If you're going to use PowerPoint effectively, I believe you actually need two PowerPoints. That's right, two PowerPoint presentations. There's one that you are projecting when you are in the room with people. It's a live presentation. There are people in the room, they can see you and your speaking and you've got either a large screen or a TV or something where you are projecting your slides. The rules are very different for what you're projecting.
We're going to cover all that in this course, in this section. But there is another PowerPoint presentation you need. That's one that you email the people. It's a handout. In that PowerPoint presentation, you can have lots and lots of facts, lots and lots of numbers, lots of data, because if you're handing it out, emailing it, putting it on a separate web page, people can Read it at their own pace, their own speed.
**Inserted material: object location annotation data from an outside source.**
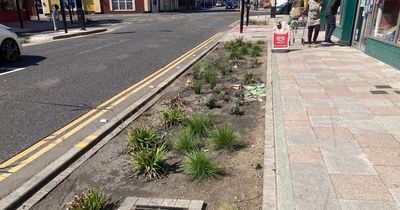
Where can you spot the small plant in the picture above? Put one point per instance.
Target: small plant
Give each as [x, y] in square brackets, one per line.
[228, 206]
[93, 199]
[142, 138]
[199, 124]
[219, 88]
[255, 51]
[172, 116]
[213, 81]
[224, 137]
[235, 55]
[210, 101]
[244, 50]
[185, 142]
[235, 109]
[197, 86]
[150, 162]
[198, 166]
[196, 72]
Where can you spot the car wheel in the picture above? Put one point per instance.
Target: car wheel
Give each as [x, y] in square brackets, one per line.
[9, 50]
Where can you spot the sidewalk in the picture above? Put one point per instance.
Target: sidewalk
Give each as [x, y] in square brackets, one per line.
[335, 137]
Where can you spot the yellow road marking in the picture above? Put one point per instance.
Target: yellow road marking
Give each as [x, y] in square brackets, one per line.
[151, 78]
[81, 145]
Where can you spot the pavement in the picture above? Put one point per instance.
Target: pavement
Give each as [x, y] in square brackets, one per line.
[332, 137]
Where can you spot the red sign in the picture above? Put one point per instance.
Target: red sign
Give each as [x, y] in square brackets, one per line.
[281, 40]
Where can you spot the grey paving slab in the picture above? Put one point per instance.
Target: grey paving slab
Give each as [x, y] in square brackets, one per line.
[312, 187]
[345, 157]
[367, 205]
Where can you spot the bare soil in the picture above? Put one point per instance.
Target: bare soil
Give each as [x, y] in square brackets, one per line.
[109, 168]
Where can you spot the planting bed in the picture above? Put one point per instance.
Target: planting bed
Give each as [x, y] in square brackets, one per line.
[241, 182]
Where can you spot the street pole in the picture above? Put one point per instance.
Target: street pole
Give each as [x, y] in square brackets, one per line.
[37, 9]
[19, 14]
[241, 16]
[63, 15]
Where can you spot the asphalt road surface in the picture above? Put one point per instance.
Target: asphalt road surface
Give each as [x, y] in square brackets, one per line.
[60, 81]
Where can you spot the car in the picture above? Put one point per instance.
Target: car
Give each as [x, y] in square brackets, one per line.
[10, 47]
[284, 9]
[231, 5]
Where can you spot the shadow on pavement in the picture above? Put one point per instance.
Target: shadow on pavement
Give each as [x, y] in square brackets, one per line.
[22, 62]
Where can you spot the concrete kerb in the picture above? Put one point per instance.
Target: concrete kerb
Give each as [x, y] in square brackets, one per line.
[20, 195]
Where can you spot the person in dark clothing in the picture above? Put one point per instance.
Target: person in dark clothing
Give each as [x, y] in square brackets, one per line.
[331, 12]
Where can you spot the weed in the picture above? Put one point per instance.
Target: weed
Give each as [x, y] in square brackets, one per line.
[185, 142]
[199, 124]
[172, 116]
[235, 109]
[210, 101]
[228, 206]
[142, 138]
[198, 166]
[248, 78]
[197, 86]
[150, 162]
[93, 199]
[255, 51]
[224, 137]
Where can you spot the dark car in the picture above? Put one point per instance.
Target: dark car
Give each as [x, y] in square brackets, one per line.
[284, 9]
[231, 5]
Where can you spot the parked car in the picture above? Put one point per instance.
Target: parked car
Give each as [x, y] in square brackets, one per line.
[284, 9]
[10, 48]
[231, 5]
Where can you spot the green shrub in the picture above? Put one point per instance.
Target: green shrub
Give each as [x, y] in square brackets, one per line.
[255, 51]
[142, 138]
[197, 86]
[210, 101]
[199, 124]
[172, 116]
[249, 78]
[198, 166]
[93, 199]
[150, 162]
[185, 142]
[224, 137]
[235, 109]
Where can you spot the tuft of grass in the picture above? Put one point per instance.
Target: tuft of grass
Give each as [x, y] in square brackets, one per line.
[197, 86]
[93, 199]
[172, 116]
[185, 142]
[199, 124]
[224, 137]
[228, 206]
[142, 138]
[255, 51]
[150, 162]
[210, 101]
[198, 166]
[248, 78]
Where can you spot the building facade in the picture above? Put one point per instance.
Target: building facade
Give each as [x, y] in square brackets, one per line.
[372, 26]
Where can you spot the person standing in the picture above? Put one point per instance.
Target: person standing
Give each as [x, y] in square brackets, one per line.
[331, 12]
[313, 8]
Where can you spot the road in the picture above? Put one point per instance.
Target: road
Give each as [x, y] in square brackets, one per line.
[60, 81]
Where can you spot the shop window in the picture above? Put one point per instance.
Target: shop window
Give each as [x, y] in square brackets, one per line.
[122, 4]
[386, 20]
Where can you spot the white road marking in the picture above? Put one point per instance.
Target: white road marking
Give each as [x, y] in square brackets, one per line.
[12, 71]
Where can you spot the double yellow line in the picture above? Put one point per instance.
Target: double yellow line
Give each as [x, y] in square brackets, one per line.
[83, 121]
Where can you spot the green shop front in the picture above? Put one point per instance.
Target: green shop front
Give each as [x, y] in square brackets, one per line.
[372, 26]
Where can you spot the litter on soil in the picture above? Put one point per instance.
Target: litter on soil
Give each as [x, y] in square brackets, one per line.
[254, 92]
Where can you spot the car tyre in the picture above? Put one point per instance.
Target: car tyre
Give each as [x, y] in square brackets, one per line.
[9, 50]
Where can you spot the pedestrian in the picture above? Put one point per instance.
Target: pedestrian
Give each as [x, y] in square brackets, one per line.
[331, 12]
[313, 9]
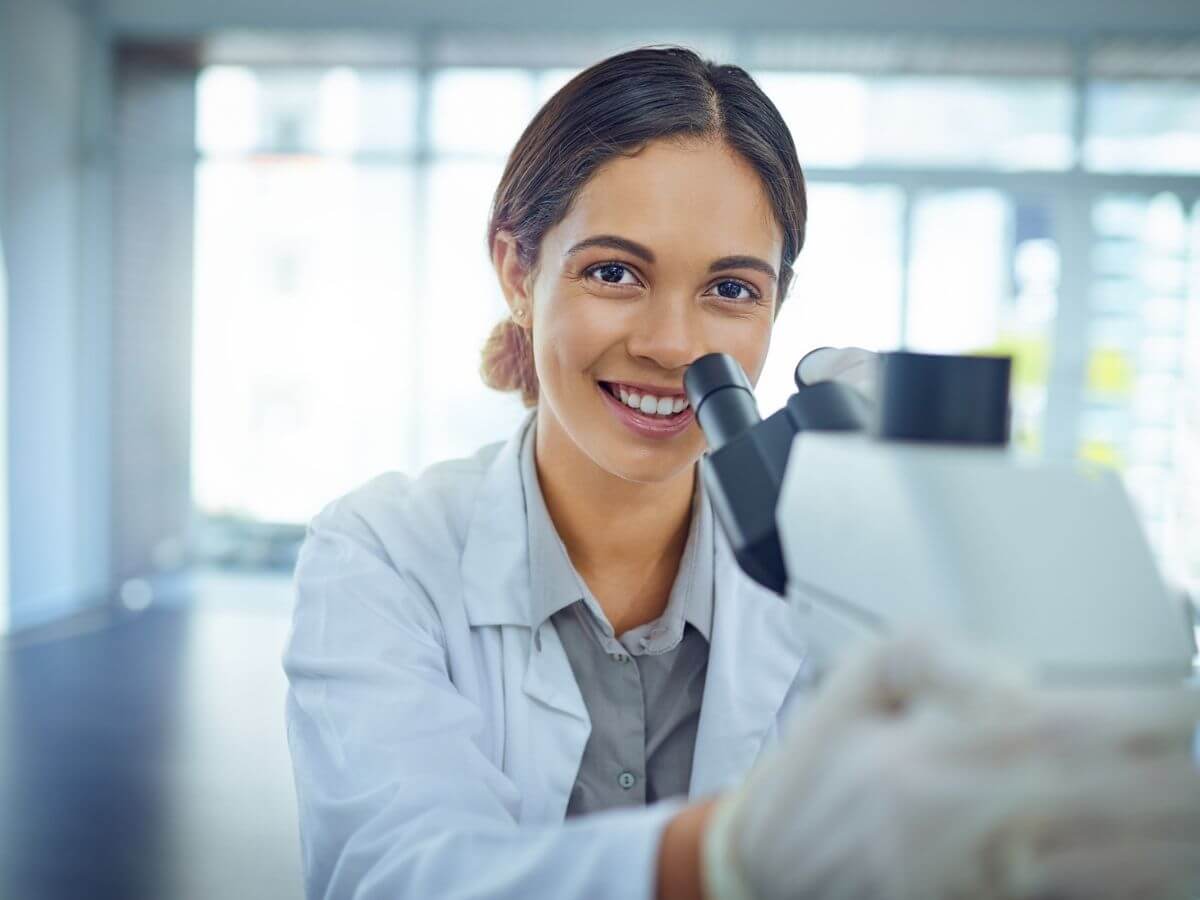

They can reread it, they can print it out, underline it, they can file it, they can use it as a reference.
When you're speaking, they can't do that. Once you're speaking and the slide is gone, it's gone forever. So that's why I recommend you either use two presentations, two completely different slides. One of them consisting of images, no text, no words. The other one that you're going to email handout, lots and lots of text, lots of data. You either have two separate ones, or you use the Microsoft Notes section where it's all in one document.
But if it's something in the notes, it doesn't show when you're projecting it. It only shows when you're looking at it on a computer screen or printing it out.